The People’s Bank of China (PBOC) didn’t immediately respond to a request for comment.

The guidance underscores regulators’ concern that a downward spiral of fund redemptions and falling bond prices may stoke financial instability. While China’s local debt market has proved resilient to turmoil in the property industry and wider economy in recent years, bond prices have slumped rapidly since early November, as investors shifted money out of fixed-income products and into riskier assets on signs of economic recovery.

Yield premiums on three-year AAA-rated corporate bonds have climbed to the highest level since August 2020, according to Bloomberg-compiled data. The spread has widened by 35 basis points (bps) so far this month, heading for the biggest monthly jump since March 2015.

That has prompted firms, including many LGFVs, to pull a cumulative 84 billion yuan (US$12.1 billion) of planned bond sales since the start of November, according to data compiled by Bloomberg.

Regulators are expanding efforts to support the market after a meeting with market participants last week in which they asked the nation’s biggest insurers to buy bonds being offloaded by wealth products. At the time, banks raised the prospect of stepping in with their proprietary trading desks.

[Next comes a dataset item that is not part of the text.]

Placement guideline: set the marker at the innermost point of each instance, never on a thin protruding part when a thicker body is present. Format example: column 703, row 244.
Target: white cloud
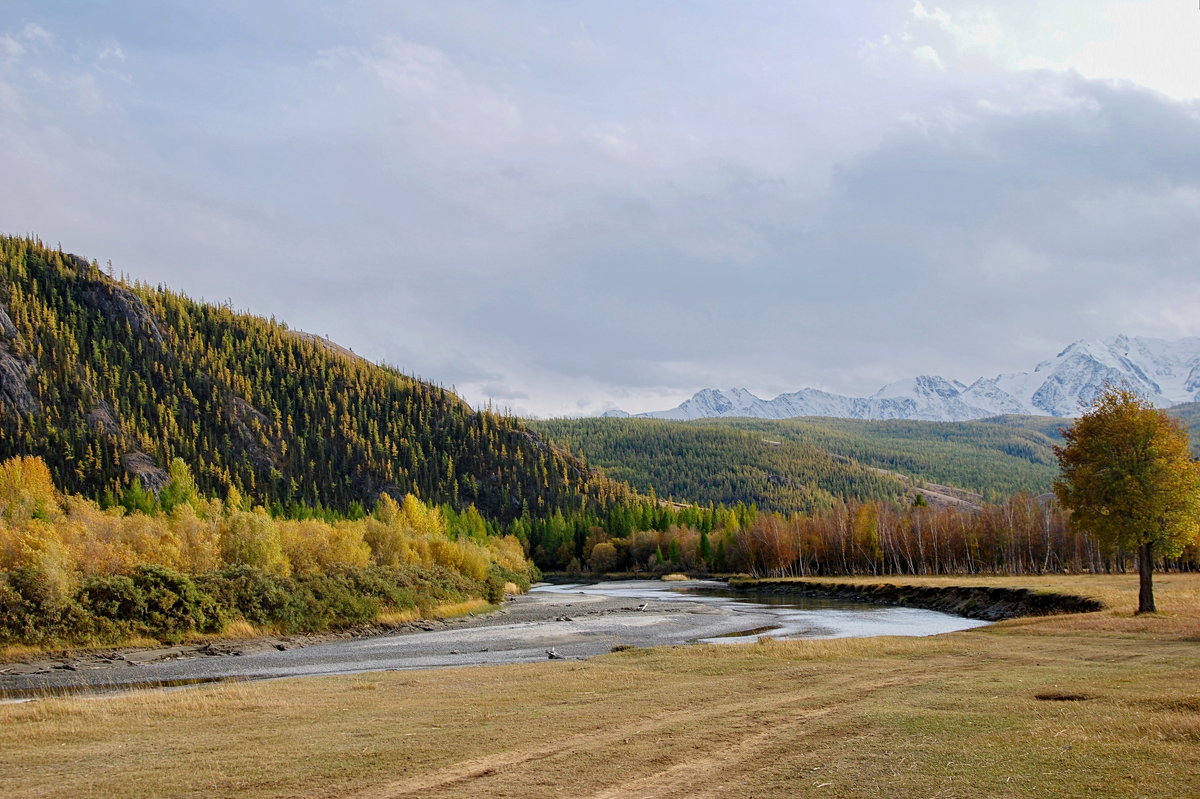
column 563, row 210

Such intervention has had a limited impact so far. Bonds issued by local government financing vehicles led declines in China’s onshore credit market Wednesday, with yields on some notes surging 10 bps, according to traders.

China’s onshore bond market may face selling pressure totaling 497 billion yuan ($72 billion) from redemptions of wealth products and bond mutual funds in December, according to an estimate from brokerage Shenwan Hongyuan Group Co., based on what it called an extreme scenario.